Driving a boat is the same terminology as steering, but it's more commonly expressed as piloting, depending on the vessel being navigated. While steering or piloting is suitable for any boat, sailing is only appropriate for sailboats, despite being a widely used terminology.
It is a widespread notion among passengers and crew members to refer to their voyage as "sailing on" the specific vessel, particularly if it is a sailboat. Nevertheless, various cruise ships often employ the term "sail away" to describe traveling on their boats, potentially perpetuating the misunderstanding.
What Should You Call Your Boat Driver?
Depending on the situation, you will just likely call the boat operator by their name or captain. In some cases, a skipper could work if you know them personally. Calling them by a different name, unless it is negative, should not be hurting anyone’s feelings.
It really comes down to the type of sailboat, cruise ship, or whatever you sail on and what the operator wants to be called. The easiest thing to do is to simply ask them what they preferred to be called in the event of an emergency.
Is it Difficult to Become a Helmsman?
You can embark on an adventure by availing a boat rental from one of the many rental companies found in major harbors worldwide. Not only will you have the chance to pilot boats for a day or two, but pursuing a career as a helmsman can also be a profitable opportunity.
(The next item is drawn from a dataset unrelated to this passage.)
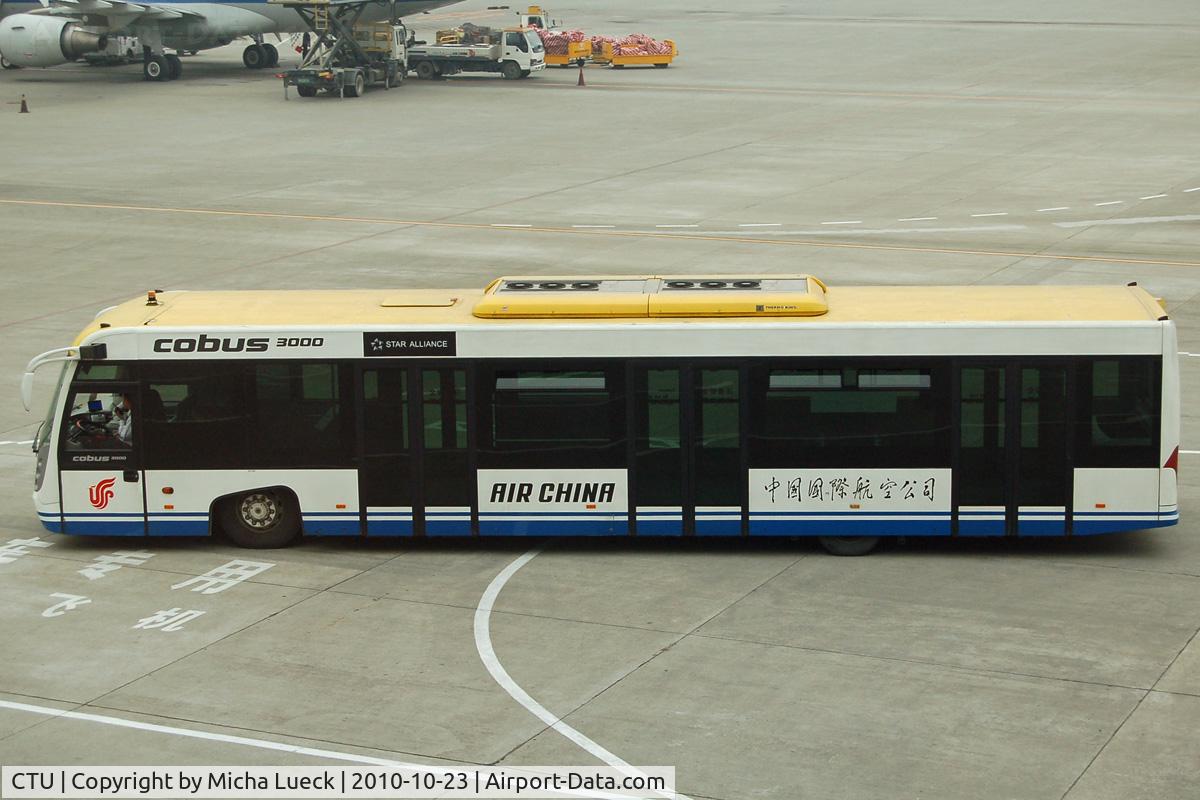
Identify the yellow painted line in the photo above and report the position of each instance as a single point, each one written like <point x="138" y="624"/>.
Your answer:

To be a successful helmsman, it is crucial to have the proper education.
Enrolling in School
To become a helmsman, you would need to enroll in a maritime school, typically located near the Great Lakes or coasts. Gaining hands-on experience by working part-time in a shipyard before enrolling in a maritime school can increase your chances of admission. In case you did not finish high school, obtaining a GED certificate or a related diploma can help increase the chances of admission.
Attaining a four-year graduate degree from a maritime institution can be a valuable experience, as well as a good job and money, with the added benefit of having the Coast Guard oversee the curriculum. The range of subjects covered in these graduate programs may encompass everything from shipbuilding to maritime legislation and engineering.
In order to work in a maritime position like this, you need to obtain a transportation worker identification credential and a merchant mariner credential. There are certification exams that will assess your knowledge of ship protocols and procedures, as well as other evaluations like drug screenings, vision tests, and physical exams.
Marine schools can prepare you for the exams, which typically cost around $50 to $100. These certifications are required when applying for maritime jobs and will aid in securing the position. To become a helmsman or captain and steer a boat, completing the necessary education and obtaining the required licenses is crucial.